52.

I stayed where I was, welded to the spot.

Caleb, however, was undeterred by the man’s gun. ‘Francis!’ he said. ‘Tell this idiot who we are.’

I was gobsmacked by my cousin’s acting abilities. Knowing how cut up about Innocent he was, deep down, made all this ‘I’m in charge’ stuff impressive. Backed by his father’s name, it worked too. Francis, with Marcel in tow, only had to have the briefest of chats with the gun-toting guard to make him sling his rifle onto his back and spread out his hands in a ‘my bad, please let it go!’ way. He didn’t even object when I raised my camera to my eye again. I took a few wide-angle shots to start with, trying to capture the great spread of ramshackle activity before me, before switching lenses and zooming in on the detail. The big lens sucked the children in the distance full-frame. They were even younger than I’d thought. One was filling a sack with what looked like grit, using his bare hands, while the littler of the two squatted next to the pile, picking out bits of whatever it was with his fingers. Having cropped out the rest of the mine, these kids could simply have been playing in the dirt, but they weren’t. Like everyone else here, they were working.

‘Come with me,’ I said to Amelia.

‘Where? Why?’

‘Just come.’

The guard followed us with his eyes, but carried on talking to our chaperone as Amelia and I picked our way forward.
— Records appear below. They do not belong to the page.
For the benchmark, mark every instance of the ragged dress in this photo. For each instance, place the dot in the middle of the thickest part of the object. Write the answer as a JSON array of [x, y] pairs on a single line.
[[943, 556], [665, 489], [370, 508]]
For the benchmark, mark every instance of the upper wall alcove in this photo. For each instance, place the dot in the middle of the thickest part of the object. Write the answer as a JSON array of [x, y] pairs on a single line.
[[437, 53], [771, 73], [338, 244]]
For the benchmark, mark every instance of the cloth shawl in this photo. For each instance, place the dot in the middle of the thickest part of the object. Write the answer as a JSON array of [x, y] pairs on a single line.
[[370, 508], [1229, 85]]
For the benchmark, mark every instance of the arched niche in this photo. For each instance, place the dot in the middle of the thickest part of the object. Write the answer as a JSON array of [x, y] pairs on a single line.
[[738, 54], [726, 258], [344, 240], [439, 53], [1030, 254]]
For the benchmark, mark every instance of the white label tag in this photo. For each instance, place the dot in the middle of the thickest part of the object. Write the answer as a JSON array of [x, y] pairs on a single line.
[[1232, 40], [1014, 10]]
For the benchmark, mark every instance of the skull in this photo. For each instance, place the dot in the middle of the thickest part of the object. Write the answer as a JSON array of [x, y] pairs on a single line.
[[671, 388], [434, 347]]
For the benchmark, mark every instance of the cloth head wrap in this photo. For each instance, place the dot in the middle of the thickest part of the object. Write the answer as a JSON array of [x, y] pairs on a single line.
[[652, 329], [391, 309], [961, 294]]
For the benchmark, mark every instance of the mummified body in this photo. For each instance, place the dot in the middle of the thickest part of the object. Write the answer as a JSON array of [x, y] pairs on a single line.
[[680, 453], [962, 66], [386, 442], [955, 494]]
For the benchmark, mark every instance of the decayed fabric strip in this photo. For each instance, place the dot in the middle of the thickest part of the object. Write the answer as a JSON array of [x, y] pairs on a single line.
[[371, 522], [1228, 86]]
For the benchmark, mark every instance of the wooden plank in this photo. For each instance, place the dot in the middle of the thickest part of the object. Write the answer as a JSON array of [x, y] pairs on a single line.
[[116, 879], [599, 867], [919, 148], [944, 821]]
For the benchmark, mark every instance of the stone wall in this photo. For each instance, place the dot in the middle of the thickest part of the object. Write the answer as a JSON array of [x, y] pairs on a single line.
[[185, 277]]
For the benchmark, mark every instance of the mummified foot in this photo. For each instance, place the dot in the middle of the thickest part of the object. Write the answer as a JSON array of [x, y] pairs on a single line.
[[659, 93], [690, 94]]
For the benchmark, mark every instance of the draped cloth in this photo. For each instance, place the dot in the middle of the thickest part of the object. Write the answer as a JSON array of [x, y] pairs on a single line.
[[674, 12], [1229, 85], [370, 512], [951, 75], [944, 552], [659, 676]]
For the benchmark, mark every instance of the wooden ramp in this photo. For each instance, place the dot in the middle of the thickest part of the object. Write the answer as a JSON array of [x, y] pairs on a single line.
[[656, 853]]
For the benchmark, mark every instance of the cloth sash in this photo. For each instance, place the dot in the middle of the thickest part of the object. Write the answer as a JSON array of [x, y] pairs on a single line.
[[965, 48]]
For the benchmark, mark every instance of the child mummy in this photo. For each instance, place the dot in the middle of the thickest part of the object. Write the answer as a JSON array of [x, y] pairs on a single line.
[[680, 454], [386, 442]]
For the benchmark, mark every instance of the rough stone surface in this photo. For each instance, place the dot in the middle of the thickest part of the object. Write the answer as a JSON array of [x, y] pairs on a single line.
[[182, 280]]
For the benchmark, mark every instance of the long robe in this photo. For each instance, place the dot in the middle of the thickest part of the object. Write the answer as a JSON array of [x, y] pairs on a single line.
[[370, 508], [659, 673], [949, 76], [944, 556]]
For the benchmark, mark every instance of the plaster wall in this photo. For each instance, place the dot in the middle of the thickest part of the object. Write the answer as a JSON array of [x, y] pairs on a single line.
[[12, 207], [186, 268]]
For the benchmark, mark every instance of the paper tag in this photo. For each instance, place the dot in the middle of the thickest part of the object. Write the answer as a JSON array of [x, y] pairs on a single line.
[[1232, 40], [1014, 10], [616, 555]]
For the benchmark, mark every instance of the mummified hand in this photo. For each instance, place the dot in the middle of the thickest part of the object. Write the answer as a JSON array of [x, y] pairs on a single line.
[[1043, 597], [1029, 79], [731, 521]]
We skirted mounds of dirt and rock and mud, passed open holes full of water, heard scraping and thudding and sifting and grunting, a cough here and a gasp there, sounds so puny and human, completely unlike the mechanised rumble at Langdon’s mining HQ, it was hard to imagine those tools had been invented. The most high-tech thing they had here were bicycles. People were using them to wheel sacks of whatever it was they’d dug up to a set of filthy-looking interconnected puddles, where more men, women and children were busy sluicing the muck, picking through it with their fingers. I made a beeline towards the littlest kid I could see. He was so absorbed in what he was doing that he didn’t notice us approaching, but when he did clock us he was all eye-whites, so surprised by my, ‘Hi,’ I thought he might burst into tears.

I squatted next to his pile of dirt. It was the colour of ash, as were the boy’s hands and feet. ‘What’s your name?’ I asked.

He blinked at me as Amelia translated the question, and replied so quietly I barely caught what he said.

‘Beno.’

Et quel âge as-tu?’ I managed.

Six,’ he whispered. It sounded like seess.

‘Unbelievable,’ I said, as much to myself as to Amelia.

‘Not really,’ she replied.

I glanced up at her sharply.

‘I mean, it’s common knowledge child labour is a thing here.’

‘That doesn’t make it right!’ I said.

‘I didn’t say it did,’ she said, and I immediately felt bad for snapping at her, because on closer inspection it was obvious from her compressed lips and deliberate breathing that she was as shocked as I was. ‘“Artisanal mining”, it’s called,’ she went on quietly. ‘Huge un-mechanised pits like this employ whole families for next to nothing, making even the youngest kids work in these terrible conditions, chemicals everywhere, breathing in poison, with middle men selling on the fruits of their labours at a handsome profit.’

In French she asked the boy, Beno, if his parents also worked at the mine.

Non.’

When she asked why, I understood his answer easily enough. ‘Ils sont morts.’

I winced when she immediately asked him what killed them, but her directness didn’t seem to bother Beno, who explained that both his mother and father had been sick before they died.

In response to Amelia’s follow-up ‘What with?’ the boy just shrugged.

Qui vis-tu avec maintenant?’ Amelia asked him.

The boy flicked his eyes at a group shovelling dirt into sacks fifty or so metres away. ‘Mon oncle,’ he said.

Looking more closely, I saw that not all of the men and women in the group were working. One guy, wearing jeans whose legs had for some reason been ripped off at different heights, one above the knee the other below it, had his hands on his hips and was watching us. When my eyes met his he called out in French, but not to us, it turned out. He was yelling at Beno. The little boy squatted down in the dirt and started picking through it again. When I looked back to the man – his uncle, presumably – I saw he’d also returned to his sack-filling. We’d interrupted Beno’s work, and when told to get back to it that’s what he’d done, immediately.